VII. ACCESS TO PERSONAL DATA AND YOUR RIGHTS UNDER THE LAW ON PROTECTION OF PERSONAL DATA
In accordance with Article 11 the law on protection of personal data, the data owner has the following rights:
• To learn whether personal data has been processed,
• To request personal information if personal data is processed,
• To learn the purpose of processing personal data and whether they are used appropriately,
• To know the third parties to whom personal data is transferred at home or abroad,
• To request the correction of personal data in case of incomplete or incorrect processing, and request that the transaction made in this scope be notified to third parties where personal data is transferred,
• Although it has been processed in accordance with the Law No. 6698 and other relevant provisions of the law, to request the deletion or destruction of the personal data in case the reasons requiring the processing of the data to be eliminated and request that the transaction made in this scope be notified to the third parties where the personal data is transferred,
• To demand the loss, if there is loss due to the unlawful processing of personal data
VIII. YOUR REQUEST ON YOUR PERSONAL DATA
You are required to send documents identifying your identity and with a wet signature to the address "D-100 Karayolu No:26/1 Safi Espadon Kule Kartal/Istanbul" by registered letter with return receipt or notary public in accordance with the article 13 of the law on the protection of personal data, your requests regarding your rights specified in this policy, except for the exceptions listed in the article 28 of the law on the protection of personal data.

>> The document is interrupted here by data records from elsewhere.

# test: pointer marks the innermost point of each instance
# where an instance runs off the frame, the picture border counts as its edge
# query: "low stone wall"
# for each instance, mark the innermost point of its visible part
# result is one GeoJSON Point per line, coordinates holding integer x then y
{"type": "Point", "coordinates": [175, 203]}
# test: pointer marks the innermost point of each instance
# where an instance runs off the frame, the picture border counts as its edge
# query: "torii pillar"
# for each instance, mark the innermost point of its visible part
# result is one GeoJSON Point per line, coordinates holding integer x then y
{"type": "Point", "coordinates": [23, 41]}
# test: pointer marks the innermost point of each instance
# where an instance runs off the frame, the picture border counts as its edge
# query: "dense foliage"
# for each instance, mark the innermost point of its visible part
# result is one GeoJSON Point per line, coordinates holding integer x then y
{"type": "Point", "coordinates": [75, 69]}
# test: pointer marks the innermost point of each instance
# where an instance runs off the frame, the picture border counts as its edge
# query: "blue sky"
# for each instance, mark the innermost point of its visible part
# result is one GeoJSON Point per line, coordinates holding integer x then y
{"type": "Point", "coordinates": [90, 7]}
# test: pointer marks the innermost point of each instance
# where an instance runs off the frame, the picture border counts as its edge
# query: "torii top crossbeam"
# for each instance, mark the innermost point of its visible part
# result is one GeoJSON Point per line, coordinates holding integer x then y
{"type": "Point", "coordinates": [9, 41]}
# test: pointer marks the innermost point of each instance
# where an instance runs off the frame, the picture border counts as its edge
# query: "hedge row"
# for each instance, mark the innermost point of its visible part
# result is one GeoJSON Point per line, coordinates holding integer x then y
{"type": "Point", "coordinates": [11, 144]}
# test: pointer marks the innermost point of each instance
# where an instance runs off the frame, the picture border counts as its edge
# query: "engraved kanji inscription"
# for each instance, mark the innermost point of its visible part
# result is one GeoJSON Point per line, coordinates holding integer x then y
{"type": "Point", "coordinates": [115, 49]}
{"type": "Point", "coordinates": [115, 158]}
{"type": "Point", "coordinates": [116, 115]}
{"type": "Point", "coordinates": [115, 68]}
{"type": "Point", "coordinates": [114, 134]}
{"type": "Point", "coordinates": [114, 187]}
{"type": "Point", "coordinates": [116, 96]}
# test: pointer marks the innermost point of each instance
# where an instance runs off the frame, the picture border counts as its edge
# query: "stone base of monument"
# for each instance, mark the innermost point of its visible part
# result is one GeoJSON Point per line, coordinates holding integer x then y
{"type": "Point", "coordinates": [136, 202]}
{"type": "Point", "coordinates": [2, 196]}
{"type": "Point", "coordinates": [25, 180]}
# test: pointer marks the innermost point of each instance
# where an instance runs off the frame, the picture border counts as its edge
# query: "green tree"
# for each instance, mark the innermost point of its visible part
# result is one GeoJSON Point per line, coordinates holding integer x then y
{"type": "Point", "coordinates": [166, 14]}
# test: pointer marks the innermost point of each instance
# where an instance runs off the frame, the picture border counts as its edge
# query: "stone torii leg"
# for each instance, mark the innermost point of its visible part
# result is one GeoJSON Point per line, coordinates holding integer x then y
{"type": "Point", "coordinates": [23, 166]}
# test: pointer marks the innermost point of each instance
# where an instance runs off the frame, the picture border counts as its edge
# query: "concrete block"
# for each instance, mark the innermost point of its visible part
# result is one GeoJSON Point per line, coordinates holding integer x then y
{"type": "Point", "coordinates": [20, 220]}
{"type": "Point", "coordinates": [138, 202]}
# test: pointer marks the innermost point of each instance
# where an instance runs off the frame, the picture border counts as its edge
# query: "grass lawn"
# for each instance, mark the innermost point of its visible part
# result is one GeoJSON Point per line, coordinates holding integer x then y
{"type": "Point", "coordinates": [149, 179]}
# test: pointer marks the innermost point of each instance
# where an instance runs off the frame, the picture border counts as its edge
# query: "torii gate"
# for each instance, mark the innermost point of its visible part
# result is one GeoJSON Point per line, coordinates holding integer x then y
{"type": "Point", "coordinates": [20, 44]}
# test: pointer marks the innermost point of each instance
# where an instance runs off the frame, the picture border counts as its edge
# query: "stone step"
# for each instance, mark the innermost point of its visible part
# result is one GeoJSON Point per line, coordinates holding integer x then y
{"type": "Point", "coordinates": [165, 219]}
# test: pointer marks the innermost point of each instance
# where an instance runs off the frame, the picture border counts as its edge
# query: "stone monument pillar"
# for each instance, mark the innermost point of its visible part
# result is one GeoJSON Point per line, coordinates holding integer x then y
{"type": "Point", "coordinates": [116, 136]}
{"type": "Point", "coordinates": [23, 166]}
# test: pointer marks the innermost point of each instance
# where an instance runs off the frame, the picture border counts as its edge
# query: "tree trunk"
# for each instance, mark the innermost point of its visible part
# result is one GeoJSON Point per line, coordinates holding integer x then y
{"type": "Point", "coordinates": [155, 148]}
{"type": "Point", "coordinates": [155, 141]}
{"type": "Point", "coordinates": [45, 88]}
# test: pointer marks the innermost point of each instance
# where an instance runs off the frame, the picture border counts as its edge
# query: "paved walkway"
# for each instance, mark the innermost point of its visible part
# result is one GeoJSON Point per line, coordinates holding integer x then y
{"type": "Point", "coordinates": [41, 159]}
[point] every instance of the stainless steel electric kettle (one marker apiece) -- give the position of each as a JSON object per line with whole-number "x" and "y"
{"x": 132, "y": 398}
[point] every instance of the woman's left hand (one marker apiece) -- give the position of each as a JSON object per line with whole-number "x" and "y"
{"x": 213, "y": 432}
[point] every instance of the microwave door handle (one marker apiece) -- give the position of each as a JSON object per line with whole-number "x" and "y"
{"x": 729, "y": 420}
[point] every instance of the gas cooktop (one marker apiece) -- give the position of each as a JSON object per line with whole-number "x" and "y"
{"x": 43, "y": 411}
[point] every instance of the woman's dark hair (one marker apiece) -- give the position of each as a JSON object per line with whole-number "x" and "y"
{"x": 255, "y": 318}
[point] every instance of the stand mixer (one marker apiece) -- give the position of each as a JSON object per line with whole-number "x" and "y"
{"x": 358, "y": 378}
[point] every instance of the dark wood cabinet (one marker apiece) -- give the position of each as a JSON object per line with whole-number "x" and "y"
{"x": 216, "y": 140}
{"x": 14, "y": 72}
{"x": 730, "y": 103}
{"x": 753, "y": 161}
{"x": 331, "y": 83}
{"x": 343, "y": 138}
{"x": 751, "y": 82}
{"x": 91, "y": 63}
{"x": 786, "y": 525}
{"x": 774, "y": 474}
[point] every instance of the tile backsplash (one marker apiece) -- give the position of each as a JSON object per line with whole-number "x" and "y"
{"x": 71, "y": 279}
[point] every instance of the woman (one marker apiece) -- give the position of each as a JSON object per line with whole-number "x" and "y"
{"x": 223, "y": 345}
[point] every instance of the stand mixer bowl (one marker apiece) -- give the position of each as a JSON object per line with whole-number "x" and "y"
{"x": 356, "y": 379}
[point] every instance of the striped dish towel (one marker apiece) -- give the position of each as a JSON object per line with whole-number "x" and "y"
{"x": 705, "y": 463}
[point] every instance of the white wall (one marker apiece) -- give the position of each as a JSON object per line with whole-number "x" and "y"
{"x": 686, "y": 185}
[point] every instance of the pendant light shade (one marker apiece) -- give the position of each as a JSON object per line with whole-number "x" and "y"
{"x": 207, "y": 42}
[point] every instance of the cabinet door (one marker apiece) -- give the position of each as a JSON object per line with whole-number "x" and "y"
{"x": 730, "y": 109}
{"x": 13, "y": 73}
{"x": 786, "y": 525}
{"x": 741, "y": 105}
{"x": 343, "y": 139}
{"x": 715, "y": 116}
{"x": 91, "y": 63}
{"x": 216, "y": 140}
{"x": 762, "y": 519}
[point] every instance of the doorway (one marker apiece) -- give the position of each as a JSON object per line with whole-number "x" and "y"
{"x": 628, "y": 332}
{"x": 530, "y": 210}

The relevant person must clearly and comprehensibly state the matters requested in the application, which includes explanations regarding the right to be exercised and requested to use the above-mentioned rights.

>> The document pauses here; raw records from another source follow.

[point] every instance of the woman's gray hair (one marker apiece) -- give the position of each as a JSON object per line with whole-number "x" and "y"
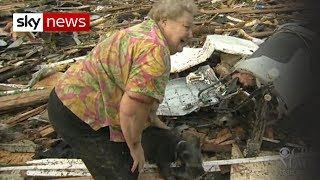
{"x": 172, "y": 9}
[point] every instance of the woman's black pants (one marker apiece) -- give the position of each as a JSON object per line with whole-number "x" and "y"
{"x": 103, "y": 158}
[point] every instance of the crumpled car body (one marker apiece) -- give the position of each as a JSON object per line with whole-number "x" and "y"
{"x": 284, "y": 60}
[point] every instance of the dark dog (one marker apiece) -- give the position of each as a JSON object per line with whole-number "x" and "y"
{"x": 162, "y": 147}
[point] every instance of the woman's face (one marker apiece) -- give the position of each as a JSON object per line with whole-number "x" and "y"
{"x": 177, "y": 32}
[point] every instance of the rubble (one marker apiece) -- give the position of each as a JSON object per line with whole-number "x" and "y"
{"x": 201, "y": 98}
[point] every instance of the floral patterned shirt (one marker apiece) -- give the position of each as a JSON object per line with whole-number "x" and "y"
{"x": 135, "y": 59}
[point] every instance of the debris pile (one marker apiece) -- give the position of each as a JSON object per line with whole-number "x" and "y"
{"x": 201, "y": 99}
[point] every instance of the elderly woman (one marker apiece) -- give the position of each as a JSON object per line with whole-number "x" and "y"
{"x": 102, "y": 104}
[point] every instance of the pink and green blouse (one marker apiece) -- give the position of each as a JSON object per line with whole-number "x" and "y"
{"x": 135, "y": 59}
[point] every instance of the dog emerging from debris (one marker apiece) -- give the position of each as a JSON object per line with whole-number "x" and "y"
{"x": 163, "y": 146}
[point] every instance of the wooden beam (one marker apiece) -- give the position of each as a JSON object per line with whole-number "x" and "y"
{"x": 25, "y": 99}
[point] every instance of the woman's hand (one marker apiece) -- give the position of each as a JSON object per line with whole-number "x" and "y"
{"x": 137, "y": 155}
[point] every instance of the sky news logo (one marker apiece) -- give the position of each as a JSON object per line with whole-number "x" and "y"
{"x": 51, "y": 22}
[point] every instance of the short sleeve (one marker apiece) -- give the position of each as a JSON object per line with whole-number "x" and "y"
{"x": 149, "y": 74}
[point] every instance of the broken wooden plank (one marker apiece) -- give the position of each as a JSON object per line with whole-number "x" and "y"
{"x": 210, "y": 147}
{"x": 19, "y": 71}
{"x": 46, "y": 132}
{"x": 283, "y": 10}
{"x": 246, "y": 9}
{"x": 57, "y": 173}
{"x": 24, "y": 146}
{"x": 26, "y": 99}
{"x": 24, "y": 116}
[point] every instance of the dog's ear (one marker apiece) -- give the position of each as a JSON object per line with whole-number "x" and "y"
{"x": 196, "y": 142}
{"x": 181, "y": 146}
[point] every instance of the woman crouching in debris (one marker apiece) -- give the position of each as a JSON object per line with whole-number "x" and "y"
{"x": 102, "y": 104}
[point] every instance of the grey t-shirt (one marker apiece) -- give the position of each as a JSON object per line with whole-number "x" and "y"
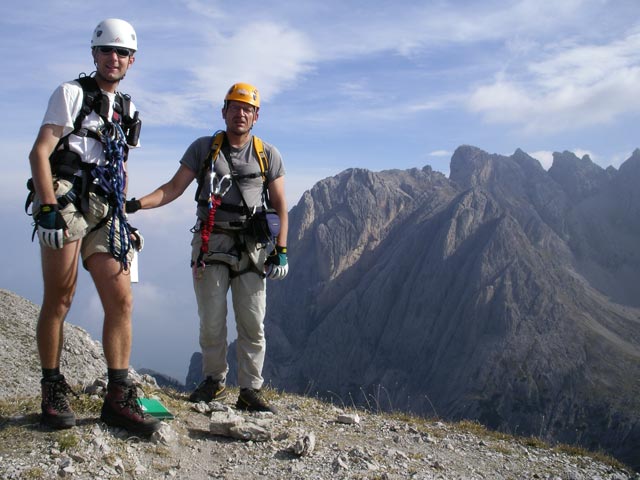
{"x": 245, "y": 162}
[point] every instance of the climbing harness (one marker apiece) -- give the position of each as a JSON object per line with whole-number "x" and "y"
{"x": 111, "y": 179}
{"x": 218, "y": 188}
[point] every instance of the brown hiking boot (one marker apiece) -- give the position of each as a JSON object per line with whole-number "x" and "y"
{"x": 250, "y": 399}
{"x": 56, "y": 411}
{"x": 208, "y": 390}
{"x": 121, "y": 409}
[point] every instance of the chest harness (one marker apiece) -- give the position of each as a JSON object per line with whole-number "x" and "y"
{"x": 218, "y": 187}
{"x": 107, "y": 181}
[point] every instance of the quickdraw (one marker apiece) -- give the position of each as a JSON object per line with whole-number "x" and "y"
{"x": 218, "y": 188}
{"x": 112, "y": 179}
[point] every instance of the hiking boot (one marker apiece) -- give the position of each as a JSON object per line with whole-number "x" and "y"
{"x": 121, "y": 409}
{"x": 56, "y": 411}
{"x": 208, "y": 390}
{"x": 251, "y": 400}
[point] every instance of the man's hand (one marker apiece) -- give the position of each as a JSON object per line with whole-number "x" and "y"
{"x": 132, "y": 206}
{"x": 51, "y": 226}
{"x": 276, "y": 265}
{"x": 136, "y": 238}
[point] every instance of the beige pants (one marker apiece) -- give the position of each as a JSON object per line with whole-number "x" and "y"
{"x": 248, "y": 292}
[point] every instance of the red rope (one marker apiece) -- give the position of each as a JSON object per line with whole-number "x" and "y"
{"x": 205, "y": 234}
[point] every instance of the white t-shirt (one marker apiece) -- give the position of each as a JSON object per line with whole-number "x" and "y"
{"x": 64, "y": 105}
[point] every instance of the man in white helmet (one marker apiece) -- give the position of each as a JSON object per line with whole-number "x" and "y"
{"x": 231, "y": 247}
{"x": 78, "y": 190}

The Group Companies will conclude your request free of charge within the shortest time following the receipt of relevant documents and 30 (thirty) days of at the latest. The Group Companies will not charge up to ten pages if the requests will be responded in written and reserves the right to charge a fee based on the fee schedule stipulated by the legislation for responses over ten pages. If the response to the application is given in a recording medium such as a CD or flash memory, the Group Companies may charge a fee equal to the cost of the recording medium from the requesting data owner.

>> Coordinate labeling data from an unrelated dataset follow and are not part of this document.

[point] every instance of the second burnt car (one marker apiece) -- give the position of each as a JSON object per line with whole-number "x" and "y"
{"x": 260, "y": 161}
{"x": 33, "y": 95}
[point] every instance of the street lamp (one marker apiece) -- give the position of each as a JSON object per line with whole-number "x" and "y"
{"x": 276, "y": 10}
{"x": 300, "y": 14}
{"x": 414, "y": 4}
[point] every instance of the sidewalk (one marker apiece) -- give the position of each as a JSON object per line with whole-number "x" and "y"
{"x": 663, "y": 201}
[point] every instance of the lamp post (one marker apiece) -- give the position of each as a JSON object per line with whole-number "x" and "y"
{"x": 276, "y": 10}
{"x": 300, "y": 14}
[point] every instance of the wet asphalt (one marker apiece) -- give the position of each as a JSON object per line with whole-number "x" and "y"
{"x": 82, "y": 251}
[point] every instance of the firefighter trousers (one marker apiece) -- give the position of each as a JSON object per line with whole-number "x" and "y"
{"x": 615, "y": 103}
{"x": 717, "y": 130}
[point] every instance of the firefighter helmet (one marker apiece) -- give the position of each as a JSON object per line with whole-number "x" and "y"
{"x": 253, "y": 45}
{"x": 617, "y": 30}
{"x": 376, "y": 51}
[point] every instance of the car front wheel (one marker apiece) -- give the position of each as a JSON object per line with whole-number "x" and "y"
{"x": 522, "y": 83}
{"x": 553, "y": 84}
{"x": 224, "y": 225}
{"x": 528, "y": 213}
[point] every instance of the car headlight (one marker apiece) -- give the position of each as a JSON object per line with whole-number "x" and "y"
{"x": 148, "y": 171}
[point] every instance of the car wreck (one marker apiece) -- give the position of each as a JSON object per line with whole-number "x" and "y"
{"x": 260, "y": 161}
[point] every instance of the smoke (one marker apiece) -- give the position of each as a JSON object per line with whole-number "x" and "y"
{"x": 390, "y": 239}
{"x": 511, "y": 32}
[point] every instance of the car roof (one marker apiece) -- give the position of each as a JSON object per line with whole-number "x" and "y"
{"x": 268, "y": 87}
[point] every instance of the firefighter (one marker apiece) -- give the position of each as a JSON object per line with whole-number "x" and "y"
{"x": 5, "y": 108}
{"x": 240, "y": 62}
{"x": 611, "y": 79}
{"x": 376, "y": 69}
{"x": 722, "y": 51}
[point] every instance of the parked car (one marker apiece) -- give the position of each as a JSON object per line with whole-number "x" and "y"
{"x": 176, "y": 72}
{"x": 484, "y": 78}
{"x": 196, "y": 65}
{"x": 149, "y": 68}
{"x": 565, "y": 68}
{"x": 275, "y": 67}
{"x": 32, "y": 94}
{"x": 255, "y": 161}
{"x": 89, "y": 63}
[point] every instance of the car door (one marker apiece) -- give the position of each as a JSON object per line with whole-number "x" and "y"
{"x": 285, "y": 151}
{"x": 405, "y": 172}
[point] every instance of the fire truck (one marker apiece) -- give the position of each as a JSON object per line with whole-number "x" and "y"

Pursuant to Article 14 of the Law on the Protection of Personal Data, in cases where the application is rejected, the response is found insufficient, or the application is not answered in due time, the personal data owner can complain to Board within 30 (thirty) days from the date of learning of The Group Company's response and within 60 (sixty) days from the application date in any case. It is not possible to apply to the complaint procedure without exhausting the application method.
However, the Group Company states that it reserves the right of updating in cases when legal regulations and legitimate interests in this policy require.